14.07.2006 ArtikelWie diesem Missstand abzuhelfen ist, versucht eine Studie zu ergründen, die Georg Rothe, emeritierter Professor für Berufspädagogik, jetzt herausgegeben hat. Die Studie, so Rothe, lege Vorschläge vor, wie die in Deutschland ausgebildeten Lehrkräfte an beruflichen Schulen auch in anderen Staaten der Europäischen Union eingesetzt werden können. Ferner gehe sie auf Besonderheiten des deutschen Berufsbildungssystems ein: "In Deutschland wird nur die betriebliche Ausbildung im Zusammenwirken mit der Berufsschule favorisiert. Der Anteil berufsqualifizierender Vollzeitschulen ist gering."

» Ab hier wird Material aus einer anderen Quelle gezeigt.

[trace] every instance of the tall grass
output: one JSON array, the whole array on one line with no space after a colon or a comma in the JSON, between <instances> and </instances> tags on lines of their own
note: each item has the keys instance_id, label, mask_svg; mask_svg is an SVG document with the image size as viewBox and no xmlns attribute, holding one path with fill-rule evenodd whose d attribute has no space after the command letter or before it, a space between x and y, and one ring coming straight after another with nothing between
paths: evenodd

Die hoch gelobte betriebsgebundene Ausbildung, das deutsche Dualsystem, gebe Anlass zur Kritik: "Derzeit beginnen zwei Drittel der in eine Lehre Eintretenden die Ausbildung erst im Erwachsenenalter. Die Zahl der Lehrstellen für Schulabgänger geht weiter zurück - immer mehr Jugendliche werden in Warteschleifen aufgefangen."
Eine deutsche Besonderheit sieht Rothe auch darin, dass die berufliche Ausbildung unterhalb der Hochschulebene nicht nach Bildungsstufen differenziert - für die Freizügigkeit und insbesondere den Schwerpunkt des lebenslangen Lernens in der EU sei dies aber eine Voraussetzung. Getrennt werden müssten eine untere Ebene, die in Deutschland fehlt, eine mittlere Ebene wie die Facharbeiterausbildung und eine gehobene Ebene, die mit einer beruflichen Qualifikation auf Technikerniveau und der Hochschulzugangsberechtigung abschließt.

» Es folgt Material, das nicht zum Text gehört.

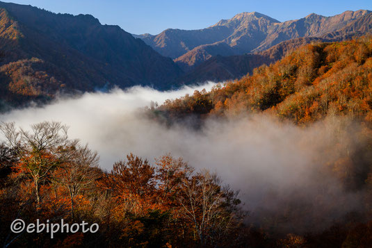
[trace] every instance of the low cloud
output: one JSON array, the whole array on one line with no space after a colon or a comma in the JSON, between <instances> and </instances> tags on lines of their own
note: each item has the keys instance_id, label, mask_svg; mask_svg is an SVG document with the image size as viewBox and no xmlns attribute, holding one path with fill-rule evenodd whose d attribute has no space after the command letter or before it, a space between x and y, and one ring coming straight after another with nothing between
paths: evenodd
<instances>
[{"instance_id":1,"label":"low cloud","mask_svg":"<svg viewBox=\"0 0 372 248\"><path fill-rule=\"evenodd\" d=\"M76 99L60 98L43 108L15 110L0 120L24 128L45 120L61 122L70 126L70 138L98 151L101 167L107 170L130 152L150 161L167 153L182 157L197 169L216 171L225 183L240 189L253 222L261 222L263 213L275 216L295 208L304 211L302 216L289 213L291 220L284 224L315 229L318 215L316 227L321 229L334 218L359 210L360 192L347 192L336 177L321 173L327 161L342 156L334 144L340 139L344 146L349 144L350 133L337 131L342 120L330 119L303 128L256 115L210 119L194 130L181 124L167 127L139 113L151 101L161 104L214 85L165 92L134 87L86 93Z\"/></svg>"}]
</instances>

Die Robert-Bosch-Stiftung Stuttgart fördert die Untersuchung, die Wege aufzeigen will, wie der Lehrernachwuchs sichergestellt werden kann und wie die in Deutschland in der beruflichen Bildung Ausgebildeten in anderen Staaten der EU als qualifizierte Fachkräfte anerkannt werden können. Dafür, so Rothe, "müssen die Berufsbildungsgänge entsprechend strukturiert ausgebaut sein". Ferner sei es bei der Konzeption von Lehrerbildungsgängen wichtig, dass die Ausbildung nicht wie derzeit neun Semester und damit zu lange dauere. Rothe empfiehlt, die Lehrerbildung für berufliche Schulen als Master-Aufbaustudium zu organisieren, das auf einem Bachelorabschluss aufbaut und modular strukturiert ist: "So wären unschwer Weiterbildungsinitiativen möglich." Zudem ließen sich die beiden Zugangswege - Studium und Seiten- oder Direkteinstieg - verbinden. Damit, so Rothe, "würde die Profession attraktiver".
Die Studie wird am Dienstag, 25. Juli 2006, in Karlsruhe vorgestellt.